本発明は、繊維状複合材料及びその製造方法、並びに繊維状複合材料を用いた繊維部材及び機能性デバイスに関する。更に詳しくは、異なる組成の2種類以上の繊維状材料の一部同士が相互に接合した構造を有する繊維状複合材料及びその製造方法、並びに繊維状複合材料を用いた繊維部材及び機能性デバイスに関する。
近年、エネルギー・環境デバイスは、低炭素排出を目的として高性能化が強く求められている。また、キャパシタや電気化学反応器をはじめとする電気化学デバイスは、その電気物性に電極形状が大きく起因することが知られている。特に、電極微構造については、ガスとの気固接触面積の向上(即ち、反応比表面積の向上)が、反応性の向上、更には、発電量や反応量の増加につながるため、ナノ〜ミクロレベルへの微細粒子の構造制御技術が重要であり、多くの検討が試みられている。
上述した反応比表面積の向上については、単に平均粒子サイズを小さくさせることで達成できるが、電気化学デバイスの電極として使用する場合に、電子又はイオン等のキャリアを効率的に受け渡しするためには、伝導経路を確保するための連結構造も重要なファクターとなる。
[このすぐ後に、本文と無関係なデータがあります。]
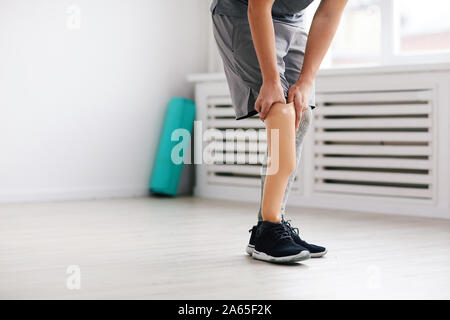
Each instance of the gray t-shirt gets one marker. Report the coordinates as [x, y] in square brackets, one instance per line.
[286, 11]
そのため、これらの技術的な要請に適合可能なナノ〜サブミリ形状での伝導通路を制御可能な繊維材料、或いは上記繊維材料からなる1次元構造体は、これらの用途において利用価値が高い。既に、スーパーキャパシタ等の蓄電への応用において、カーボンのナノ繊維やナノチューブを用いた電極等が実用化され、注目されている。
このように、電気化学デバイス等において、比表面積と単位体積当たりの性能向上を実現させる手段として、繊維構造を有する電極部材の形成技術が重要となっている。また、細線状構造体自体は、動植物の繊維を利用した紙や布を代表として、古くからフィルター材料としても利用されている。近年では、更に高いアスペクト比を持つ材料からなる繊維構造を利用した高透過性フィルタや、バイオ応用としての細胞培養担体等、様々な材料化技術への展開が期待され、その利用及び用途が広がることが期待されている。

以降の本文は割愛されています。